A Zedlewski: Hadoop has great scale, performance and elasticity properties when it comes to processing. Processing data might mean aggregating log data, reconciling trades or calculating value at risk. It is not uncommon to see data processing times collapse from hours to minutes when these processes are implemented in Hadoop. That's the power of an architecture based on scale-out commodity hardware. On the other hand, users who are accustomed to BI tools that respond in seconds are a different story. BI tools are designed to answer a finite range of questions for which the queries and answers are already defined, so the response can be much faster. We recently released the public beta version of Cloudera Impala, which is the first real-time query engine for Hadoop. It does not yet have an extensive feature set that matches that of advanced SQL but is an effective tool for exploratory analyses.
Q Lamont: How would you describe the flexibility of Hadoop compared to relational databases or data warehouses?

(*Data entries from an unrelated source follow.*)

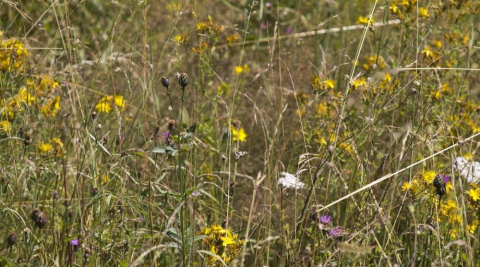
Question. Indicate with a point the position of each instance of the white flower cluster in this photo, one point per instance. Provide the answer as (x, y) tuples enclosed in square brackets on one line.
[(288, 180), (468, 170)]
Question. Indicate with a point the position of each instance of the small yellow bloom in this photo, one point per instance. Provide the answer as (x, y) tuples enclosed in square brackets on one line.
[(178, 39), (366, 20), (51, 108), (119, 101), (359, 83), (393, 8), (473, 227), (329, 84)]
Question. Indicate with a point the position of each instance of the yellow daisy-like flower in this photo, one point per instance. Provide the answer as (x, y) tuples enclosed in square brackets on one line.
[(473, 227), (359, 83), (329, 84), (366, 20), (119, 101), (104, 104), (238, 135), (51, 108), (423, 12)]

A Zedlewski: If you ask developers how long it will take them to add a field or dimension to a database to answer a question that does not fit the original schema, you'll typically hear it takes from a few weeks to a few months. You have to pull that new field or dimension data off of archive storage, you have to append it to all your historical data, you have to update your data dictionary, you have to update your ETL jobs and you may also have to update parts of your batch reporting infrastructure. With a big data approach, you can keep all the original data granularity and add certain information in later, rebuilding it on the fly. Adding new variables and new dimensions is not a problem.

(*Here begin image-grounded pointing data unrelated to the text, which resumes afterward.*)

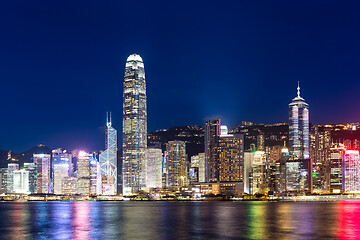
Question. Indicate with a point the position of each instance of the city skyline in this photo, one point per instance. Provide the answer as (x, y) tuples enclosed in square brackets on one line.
[(244, 55)]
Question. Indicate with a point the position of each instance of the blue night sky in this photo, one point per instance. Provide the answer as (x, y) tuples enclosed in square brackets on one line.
[(62, 64)]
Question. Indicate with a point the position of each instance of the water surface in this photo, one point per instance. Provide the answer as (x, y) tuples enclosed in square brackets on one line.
[(180, 220)]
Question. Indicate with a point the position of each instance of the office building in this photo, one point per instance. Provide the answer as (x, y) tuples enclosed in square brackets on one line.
[(134, 126), (83, 170), (154, 168), (42, 162), (108, 159), (176, 164), (96, 179), (31, 168), (299, 165), (299, 128), (198, 161), (69, 186), (21, 181), (212, 132)]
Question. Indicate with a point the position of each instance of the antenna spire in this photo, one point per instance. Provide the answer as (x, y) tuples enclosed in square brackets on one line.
[(298, 88), (108, 119)]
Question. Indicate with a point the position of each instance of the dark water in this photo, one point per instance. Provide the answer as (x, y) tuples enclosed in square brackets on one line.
[(180, 220)]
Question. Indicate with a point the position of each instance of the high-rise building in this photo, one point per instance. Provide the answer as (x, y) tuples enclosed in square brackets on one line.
[(154, 168), (212, 132), (108, 159), (96, 178), (84, 173), (176, 164), (351, 171), (336, 168), (60, 171), (31, 168), (198, 161), (299, 164), (231, 157), (224, 153), (320, 143), (69, 186), (21, 181), (42, 162), (134, 126), (63, 156), (298, 128), (259, 173), (7, 180)]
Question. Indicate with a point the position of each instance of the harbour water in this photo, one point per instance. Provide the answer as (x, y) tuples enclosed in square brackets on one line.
[(180, 220)]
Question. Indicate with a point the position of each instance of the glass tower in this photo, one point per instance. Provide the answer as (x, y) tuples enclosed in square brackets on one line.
[(299, 128), (108, 160), (134, 126)]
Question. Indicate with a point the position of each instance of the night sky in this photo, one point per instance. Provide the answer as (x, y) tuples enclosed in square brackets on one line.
[(62, 64)]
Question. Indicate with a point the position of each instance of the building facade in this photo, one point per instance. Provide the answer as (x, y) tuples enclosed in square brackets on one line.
[(108, 159), (83, 167), (42, 162), (154, 168), (299, 165), (176, 164), (299, 128), (212, 133), (198, 161), (134, 126)]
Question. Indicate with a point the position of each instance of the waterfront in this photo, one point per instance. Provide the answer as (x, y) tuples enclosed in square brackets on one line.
[(180, 220)]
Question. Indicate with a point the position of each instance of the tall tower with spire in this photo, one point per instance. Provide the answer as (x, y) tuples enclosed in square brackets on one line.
[(108, 159), (298, 128), (134, 126)]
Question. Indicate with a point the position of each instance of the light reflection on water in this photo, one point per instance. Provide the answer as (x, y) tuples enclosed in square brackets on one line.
[(179, 220)]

Q Lamont: Can you give an example of a specific current use case?
A Vesset: In Denmark, a wind turbine manufacturer was testing different sites to see if they were feasible locations for a turbine. The company used to have to spend a year gathering data about wind speeds and other environmental factors. Now, they get huge data sets from the National Weather Service and analyze it themselves using big data solutions. As a result, they have cut a year off their decision process and have saved money because they don't need to collect the data themselves. The results are as accurate as the ones they were getting from their previous method.
Bhambhri: At the University of Ontario, IBM's big data solutions were used in a project called Data Baby. Premature babies are routinely connected to sensors that collect all kinds of data that provide insights into their medical condition. The volume of information is staggering-1,000 pieces of data per second, which was being aggregated into several ratings that the doctors and nurses check on during their rounds. However, infants were coming down with infections despite positive health indicators. In this big data application, patterns of data were correlated with the development of subsequent infections. Based on these patterns, researchers were able to predict the potential onset of infections 24 hours in advance, allowing preventive treatment. This work is now being used at other hospitals to predict events such as brain hemorrhaging in stroke patients. When you can process information this quickly, a lot of options open up.